Inside the Asylum: Why the UN and Old Europe are Worse Than You Think
- Author: Jed Babbin
- Language: English
- Genre: Non-fiction
- Publisher: Regnery Publishing
- Publication date: 2004
- Publication place: United States
- ISBN: 0-89526-088-3

= Inside the Asylum =

2004 book by former US Undersecretary of Defense Jed Babbin

Inside the Asylum: Why the UN and Old Europe are Worse Than You Think is a 2004 book by former US Undersecretary of Defense Jed Babbin, which accuses the UN and "Old Europe" of anti-Americanism.

Babbin accuses the UN of having links to terrorist organizations and selling its moral legitimacy for oil and enriching itself at the expense of the Iraqi people but undermining American pressure on Saddam Hussein.

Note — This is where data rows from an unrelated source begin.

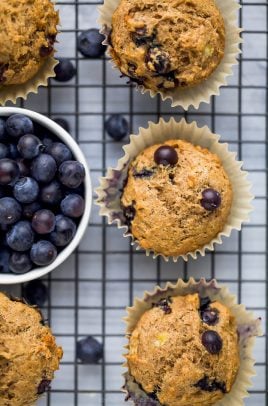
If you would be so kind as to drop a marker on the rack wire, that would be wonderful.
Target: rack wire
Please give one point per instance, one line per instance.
(88, 293)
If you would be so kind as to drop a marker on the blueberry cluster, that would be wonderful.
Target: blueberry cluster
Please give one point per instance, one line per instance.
(41, 195)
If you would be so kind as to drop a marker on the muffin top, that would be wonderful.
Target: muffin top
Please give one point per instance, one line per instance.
(177, 197)
(27, 35)
(167, 44)
(184, 351)
(28, 353)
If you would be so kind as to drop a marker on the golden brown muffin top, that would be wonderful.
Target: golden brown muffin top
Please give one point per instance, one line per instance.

Babbin suggests that the US should leave the UN and focus on forming alliances with countries that he considers are really for freedom and democracy.

Babbin accuses Kofi Annan and his "wasteful bureaucracy of UN employees" of acting not in the name of the UN Charter to promote world peace and global security but instead channeling dirty money such as from Iraq's Oil for Food program, supporting terrorist causes, and using the Security Council to attempt to shackle the American sovereignty in its own international affairs and thereby illegitimately expanding its own vastly-overreaching political power.

== Publication information ==
- Jed Babbin. 2004. Inside the Asylum: Why the United Nations and Old Europe Are Worse Than You Think. Regnery Publishing, Inc. ISBN 0-89526-088-3.